On the contrary, human eyes are good in finding denser areas in simple networks, i.e., the structure of cohesive groups of nodes that emerge considering a local fragment of an otherwise big network. But what does local mean? Commonsense goes that people are good at identifying the reasons why they know the people they know; therefore, each node has presumably an incomplete, yet clear, vision of the social communities it is part of, and that surrounds it.

The consequences of exploiting this idea for the CD problem is effectively illustrated by Figure 1(b).

Figure 1: The real world example of the “local vs global” structure intuition.

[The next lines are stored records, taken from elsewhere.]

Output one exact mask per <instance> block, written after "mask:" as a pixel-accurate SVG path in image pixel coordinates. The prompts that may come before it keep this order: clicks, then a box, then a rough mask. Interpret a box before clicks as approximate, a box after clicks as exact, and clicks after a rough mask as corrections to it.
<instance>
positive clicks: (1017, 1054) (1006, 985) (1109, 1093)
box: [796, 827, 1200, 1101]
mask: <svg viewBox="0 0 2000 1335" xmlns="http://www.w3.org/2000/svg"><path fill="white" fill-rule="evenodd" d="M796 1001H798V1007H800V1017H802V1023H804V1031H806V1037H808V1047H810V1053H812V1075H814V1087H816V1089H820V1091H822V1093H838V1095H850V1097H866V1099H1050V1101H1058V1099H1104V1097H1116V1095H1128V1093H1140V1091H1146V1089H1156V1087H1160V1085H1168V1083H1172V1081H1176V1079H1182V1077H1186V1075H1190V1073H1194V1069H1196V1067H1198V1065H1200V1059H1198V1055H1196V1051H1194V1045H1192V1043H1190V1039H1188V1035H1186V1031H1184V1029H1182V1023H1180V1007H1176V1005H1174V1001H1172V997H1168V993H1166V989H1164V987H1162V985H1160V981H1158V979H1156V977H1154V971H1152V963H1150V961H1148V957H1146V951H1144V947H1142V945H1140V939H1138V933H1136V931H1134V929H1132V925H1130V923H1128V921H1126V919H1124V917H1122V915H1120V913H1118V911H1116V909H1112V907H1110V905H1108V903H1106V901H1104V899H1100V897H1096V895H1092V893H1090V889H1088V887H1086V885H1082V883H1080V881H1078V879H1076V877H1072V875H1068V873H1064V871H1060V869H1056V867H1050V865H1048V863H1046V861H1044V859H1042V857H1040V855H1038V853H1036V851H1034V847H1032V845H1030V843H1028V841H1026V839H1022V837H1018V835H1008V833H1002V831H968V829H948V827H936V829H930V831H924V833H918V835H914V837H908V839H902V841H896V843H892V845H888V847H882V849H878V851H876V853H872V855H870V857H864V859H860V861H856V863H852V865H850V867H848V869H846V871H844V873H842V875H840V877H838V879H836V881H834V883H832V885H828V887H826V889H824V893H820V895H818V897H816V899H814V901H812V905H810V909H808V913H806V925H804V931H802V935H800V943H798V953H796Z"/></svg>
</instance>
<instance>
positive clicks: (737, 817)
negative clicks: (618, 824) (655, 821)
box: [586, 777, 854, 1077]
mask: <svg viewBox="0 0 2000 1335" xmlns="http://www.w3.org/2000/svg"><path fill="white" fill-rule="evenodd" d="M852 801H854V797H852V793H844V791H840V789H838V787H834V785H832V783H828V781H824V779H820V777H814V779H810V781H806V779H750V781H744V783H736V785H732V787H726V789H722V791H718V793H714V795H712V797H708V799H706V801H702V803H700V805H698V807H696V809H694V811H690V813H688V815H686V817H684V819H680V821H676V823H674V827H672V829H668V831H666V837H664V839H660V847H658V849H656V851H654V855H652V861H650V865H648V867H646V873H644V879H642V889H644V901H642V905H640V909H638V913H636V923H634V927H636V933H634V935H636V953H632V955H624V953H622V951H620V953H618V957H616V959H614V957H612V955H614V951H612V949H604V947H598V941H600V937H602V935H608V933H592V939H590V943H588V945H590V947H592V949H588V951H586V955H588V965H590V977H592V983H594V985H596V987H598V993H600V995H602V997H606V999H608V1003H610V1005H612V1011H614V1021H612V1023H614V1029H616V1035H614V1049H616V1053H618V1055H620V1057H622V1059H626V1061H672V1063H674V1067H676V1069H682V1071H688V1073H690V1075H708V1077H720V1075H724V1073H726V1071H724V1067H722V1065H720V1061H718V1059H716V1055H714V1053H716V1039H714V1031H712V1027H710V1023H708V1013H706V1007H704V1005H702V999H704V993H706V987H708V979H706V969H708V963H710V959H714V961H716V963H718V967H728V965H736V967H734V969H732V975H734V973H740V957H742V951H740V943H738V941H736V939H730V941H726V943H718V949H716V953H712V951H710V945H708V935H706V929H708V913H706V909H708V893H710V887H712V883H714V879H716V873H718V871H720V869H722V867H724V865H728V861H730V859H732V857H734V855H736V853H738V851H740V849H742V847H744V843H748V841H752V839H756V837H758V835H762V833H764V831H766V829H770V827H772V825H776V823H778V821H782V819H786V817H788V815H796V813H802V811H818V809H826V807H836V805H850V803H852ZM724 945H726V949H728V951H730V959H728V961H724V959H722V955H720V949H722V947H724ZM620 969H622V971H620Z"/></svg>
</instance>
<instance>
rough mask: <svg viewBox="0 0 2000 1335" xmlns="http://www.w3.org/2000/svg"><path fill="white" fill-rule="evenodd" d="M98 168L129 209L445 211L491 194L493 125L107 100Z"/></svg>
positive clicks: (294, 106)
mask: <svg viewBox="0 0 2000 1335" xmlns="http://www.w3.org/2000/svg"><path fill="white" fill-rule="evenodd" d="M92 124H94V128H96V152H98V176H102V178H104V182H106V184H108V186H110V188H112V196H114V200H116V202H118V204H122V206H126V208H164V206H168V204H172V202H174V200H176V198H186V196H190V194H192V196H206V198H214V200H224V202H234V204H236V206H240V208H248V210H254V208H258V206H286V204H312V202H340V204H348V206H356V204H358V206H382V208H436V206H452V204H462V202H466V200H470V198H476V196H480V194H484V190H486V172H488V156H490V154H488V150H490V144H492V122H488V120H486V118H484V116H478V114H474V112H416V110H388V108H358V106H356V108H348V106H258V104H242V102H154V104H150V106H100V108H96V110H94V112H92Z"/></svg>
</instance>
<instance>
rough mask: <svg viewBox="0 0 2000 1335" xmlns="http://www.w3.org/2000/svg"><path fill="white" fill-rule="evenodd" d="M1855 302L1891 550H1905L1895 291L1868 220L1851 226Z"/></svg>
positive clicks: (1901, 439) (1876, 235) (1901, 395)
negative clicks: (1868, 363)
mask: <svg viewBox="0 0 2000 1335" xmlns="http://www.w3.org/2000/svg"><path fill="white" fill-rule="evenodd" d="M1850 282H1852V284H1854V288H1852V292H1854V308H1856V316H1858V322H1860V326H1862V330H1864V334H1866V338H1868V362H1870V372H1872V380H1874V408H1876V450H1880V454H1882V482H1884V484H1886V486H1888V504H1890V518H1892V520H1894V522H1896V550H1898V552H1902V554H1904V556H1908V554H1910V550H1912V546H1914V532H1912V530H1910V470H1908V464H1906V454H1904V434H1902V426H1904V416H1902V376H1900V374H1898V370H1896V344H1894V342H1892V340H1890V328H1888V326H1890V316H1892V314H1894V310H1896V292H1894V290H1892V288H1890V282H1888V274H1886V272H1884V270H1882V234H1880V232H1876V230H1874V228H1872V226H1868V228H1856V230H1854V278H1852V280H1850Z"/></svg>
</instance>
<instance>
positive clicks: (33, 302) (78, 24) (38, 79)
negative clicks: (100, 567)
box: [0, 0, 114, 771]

Here, we chose one of the 15k nodes from the previous example and extracted what we call its “ego minus ego” network, i.e. its ego network in which the ego node has been removed, together with all its attached edges. Suddenly, everything around the ego makes sense and some groups can be easily spotted. These groups correspond to the high school and university friends, mates from different workplaces and the members of an online community (we know all these details because the chosen ego is one of the authors of this paper). The ego is part of all these communities and knows that particular subsets of its neighborhood are part of these communities too. Probably, different egos have different perspectives over the same neighbors and it is the union of all these perspectives that creates an optimal partition of the network. In other words: if node A and node B are considered in the same communities by all the nodes connected to both A and B, then they should be grouped in the same community. This is achieved by a democratic bottom-up mining approach: in turn, each node gives the perspective of the communities surrounding it and then all the different perspectives are merged together in an overlapping structure.